In presidential elections, a landslide election is generally agreed to be one in which the winning candidate secures at least 375 or 70 percent of the 538 electoral votes in the Electoral College.

Because of the way electoral votes are distributed by states, however, a landslide presidential election may not always result in a similarly wide margin in popular vote.

See also: How Electoral Votes Are Distributed

That's because many U.S. states award electoral votes on a winner-take-all basis to the candidate who wins the popular vote in their state.

So it's not unusual for a presidential candidate to win the popular vote in a state by only single digits and still carry all of its electoral votes.

The bottom line is that a wide margin in Electoral College results does not automatically translate to a popular vote landslide.

Using the standard definition of a landslide victory in presidential politics, when one candidate wins at least 375 electoral votes, here's list of races that were among the most lopsided in American history.

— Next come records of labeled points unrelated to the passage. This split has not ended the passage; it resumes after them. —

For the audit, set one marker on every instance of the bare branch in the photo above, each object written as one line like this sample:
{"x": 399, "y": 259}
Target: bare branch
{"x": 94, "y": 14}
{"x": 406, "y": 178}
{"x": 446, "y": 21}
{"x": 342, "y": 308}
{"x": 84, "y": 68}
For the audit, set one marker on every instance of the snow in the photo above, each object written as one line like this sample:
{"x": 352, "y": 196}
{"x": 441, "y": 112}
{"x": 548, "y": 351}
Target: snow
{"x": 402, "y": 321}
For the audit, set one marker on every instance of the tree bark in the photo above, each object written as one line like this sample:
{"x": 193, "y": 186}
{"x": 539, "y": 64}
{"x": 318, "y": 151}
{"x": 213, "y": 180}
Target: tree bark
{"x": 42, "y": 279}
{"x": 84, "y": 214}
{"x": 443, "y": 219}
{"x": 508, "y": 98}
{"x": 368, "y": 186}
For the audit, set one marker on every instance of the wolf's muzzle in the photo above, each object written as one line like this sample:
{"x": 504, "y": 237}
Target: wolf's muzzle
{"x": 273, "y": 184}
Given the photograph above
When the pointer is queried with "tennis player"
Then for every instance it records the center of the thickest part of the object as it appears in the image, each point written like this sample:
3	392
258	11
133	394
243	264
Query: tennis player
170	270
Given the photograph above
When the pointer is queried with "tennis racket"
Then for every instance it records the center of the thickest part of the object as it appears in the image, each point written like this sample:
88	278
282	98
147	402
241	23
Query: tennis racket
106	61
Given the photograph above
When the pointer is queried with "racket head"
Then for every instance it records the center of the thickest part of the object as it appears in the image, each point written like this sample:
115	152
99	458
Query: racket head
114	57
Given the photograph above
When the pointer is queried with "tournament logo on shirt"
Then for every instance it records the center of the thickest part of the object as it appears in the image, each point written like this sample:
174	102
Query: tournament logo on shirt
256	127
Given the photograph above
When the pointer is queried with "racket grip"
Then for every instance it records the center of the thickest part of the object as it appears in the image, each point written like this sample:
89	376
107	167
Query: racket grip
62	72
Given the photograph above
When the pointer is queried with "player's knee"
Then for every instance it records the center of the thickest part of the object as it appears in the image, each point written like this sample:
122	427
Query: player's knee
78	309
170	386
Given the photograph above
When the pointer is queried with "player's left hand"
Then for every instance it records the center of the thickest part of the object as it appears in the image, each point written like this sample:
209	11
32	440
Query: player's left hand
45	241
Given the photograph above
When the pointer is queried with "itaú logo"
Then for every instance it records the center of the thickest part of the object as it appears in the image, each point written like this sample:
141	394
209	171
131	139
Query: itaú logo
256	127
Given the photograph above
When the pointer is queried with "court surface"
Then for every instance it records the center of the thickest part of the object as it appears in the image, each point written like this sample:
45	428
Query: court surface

List of Landslide Presidential Elections

Under that standard definition, the following presidential elections would qualify as Electoral College landslides:

  • 1996: Democrat Bill Clinton won 379 electoral votes against Republican Bob Dole, who received only 159 electoral votes.
  • 1988: Republican George H.W. Bush won 426 electoral votes against Michael S. Dukakis, who received only 111.

  • 1984: Republican Ronald Reagan won 525 electoral votes against Democrat Walter Mondale, who got only 13 electoral votes.

  • 1980: Reagan won 489 electoral votes against Democrat Jimmy Carter, who got only 49 electoral votes.

  • 1972: Republican Richard Nixon won 520 electoral votes against Democrat George S. McGovern, who got only 17 electoral votes.

  • 1956: Republican Dwight D. Eisenhower got 457 electoral votes against Democrat Adlai Stevenson, who got only 73 electoral votes.

  • 1952: Eisenhower got 442 electoral votes against Stevenson, who got only 89 electoral votes.

  • 1944: Democrat Franklin D. Roosevelt got 432 electoral votes against Republican Thomas E. Dewey, who got only 99 electoral votes.

  • 1940: Roosevelt got 449 electoral votes against Republican Wendell L. Wilkie, who got only 82 electoral votes.

  • 1936: Roosevelt got 523 electoral votes against Republican Alfred M. Landon, who got only 8 electoral votes.

  • 1932: Roosevelt got 472 electoral votes against Republican Herbert C. Hoover, who got only 59 electoral votes.

  • 1928: Republican Herbert C. Hoover got 444 electoral votes against Democrat Alfred E. Smith, who got only 87 electoral votes.

  • 1924: Republican Calvin Coolidge got 382 electoral votes against Democrat John W. Davis, who got only 136 electoral votes.

  • 1920: Republican Warren G. Harding got 404 electoral votes against Democrat James M. Cox, who got only 127 electoral votes.